Customer service is not about metrics, it is about customers.– Chuck Dennis
There’s a common wisdom that you can’t improve what you can’t measure. This is mostly correct. However you should be careful not to get into trap of measuring and not to let benchmarks replace real things.
When you start measuring your performance in some area the results can be very unexpected.
For example you can find out that 30% of customers are not satisfied with your live chat support service quality. That’s very important information as it can give you a notice that you have serious trouble and should pay closer attention to it. But much more important is what you will do with this information. How would you use it? Which objectives would you set for your customer support team after such a finding?
And here’s the moustrap a lot of people, especially senior managers, fall into very often. They forget about real things (customer problems) and start operating abstract numbers.
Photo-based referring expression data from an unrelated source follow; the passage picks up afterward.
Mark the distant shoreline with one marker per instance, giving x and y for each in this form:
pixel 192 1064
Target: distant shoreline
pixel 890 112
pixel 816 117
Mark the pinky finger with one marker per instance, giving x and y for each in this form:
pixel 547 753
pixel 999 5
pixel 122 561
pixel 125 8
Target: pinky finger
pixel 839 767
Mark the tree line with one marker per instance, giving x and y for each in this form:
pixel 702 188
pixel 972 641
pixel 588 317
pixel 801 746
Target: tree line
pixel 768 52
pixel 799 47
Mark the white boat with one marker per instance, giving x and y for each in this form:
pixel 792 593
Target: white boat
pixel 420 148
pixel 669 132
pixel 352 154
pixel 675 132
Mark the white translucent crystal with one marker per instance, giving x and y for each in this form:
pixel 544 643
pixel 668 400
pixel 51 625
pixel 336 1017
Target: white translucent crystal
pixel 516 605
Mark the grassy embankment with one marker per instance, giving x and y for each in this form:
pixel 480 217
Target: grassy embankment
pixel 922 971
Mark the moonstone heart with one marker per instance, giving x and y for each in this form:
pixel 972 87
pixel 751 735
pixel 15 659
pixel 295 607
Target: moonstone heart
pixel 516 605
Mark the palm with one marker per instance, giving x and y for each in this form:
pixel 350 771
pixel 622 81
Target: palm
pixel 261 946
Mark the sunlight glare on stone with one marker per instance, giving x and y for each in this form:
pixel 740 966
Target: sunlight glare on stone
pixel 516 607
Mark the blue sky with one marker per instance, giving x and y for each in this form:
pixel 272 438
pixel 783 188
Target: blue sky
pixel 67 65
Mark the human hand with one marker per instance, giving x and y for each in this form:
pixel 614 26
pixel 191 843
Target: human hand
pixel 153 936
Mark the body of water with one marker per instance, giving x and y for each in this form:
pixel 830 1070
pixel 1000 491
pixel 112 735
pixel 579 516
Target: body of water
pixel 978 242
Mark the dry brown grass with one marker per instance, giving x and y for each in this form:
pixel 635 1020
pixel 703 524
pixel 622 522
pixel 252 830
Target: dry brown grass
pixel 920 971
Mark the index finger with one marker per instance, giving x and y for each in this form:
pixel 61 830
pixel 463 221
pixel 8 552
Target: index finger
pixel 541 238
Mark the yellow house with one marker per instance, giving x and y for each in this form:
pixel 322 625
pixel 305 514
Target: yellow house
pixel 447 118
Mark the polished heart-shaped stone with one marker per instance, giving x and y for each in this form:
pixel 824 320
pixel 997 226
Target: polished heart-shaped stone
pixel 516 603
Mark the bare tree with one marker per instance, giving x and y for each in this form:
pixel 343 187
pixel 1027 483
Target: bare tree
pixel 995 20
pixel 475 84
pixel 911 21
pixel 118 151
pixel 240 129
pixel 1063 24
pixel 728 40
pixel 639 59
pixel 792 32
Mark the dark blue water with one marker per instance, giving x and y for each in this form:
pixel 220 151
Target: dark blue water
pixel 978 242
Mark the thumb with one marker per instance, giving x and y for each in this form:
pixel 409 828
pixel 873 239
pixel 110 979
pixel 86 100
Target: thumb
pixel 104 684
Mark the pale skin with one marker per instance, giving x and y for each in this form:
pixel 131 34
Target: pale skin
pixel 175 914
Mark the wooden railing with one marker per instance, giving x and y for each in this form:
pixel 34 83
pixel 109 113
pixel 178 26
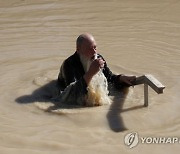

This is good for your calculus class but not so good when there’re living customers behind the numbers waiting for your urgent help.
“Hey, we have 30% of our clients not satisfied with our service quality! - Mr. Senior Manager says with a frown - We need to lower this to 20% by the end of this quarter and to 10% by the end of the year”. Here it is! The mouse (customer service department) is caught. Since now they are not working on individual customer problem resolution. They work on Overall Statistics Improvement. No more customers. Just numbers and benchmarks. Pitty.
The objective is wrong which leads to wrong priorities, wrong attitude and unwanted results.
This doesn’t mean that measurement is bad. It is a very good and useful thing. But as a customer service executive you should set correct customer-related goals. You should face each individual problem of those 30% and understand why those people are not satisfied. Then you should try to help each guy thus improving your service.
So don’t forget about people when measuring performance.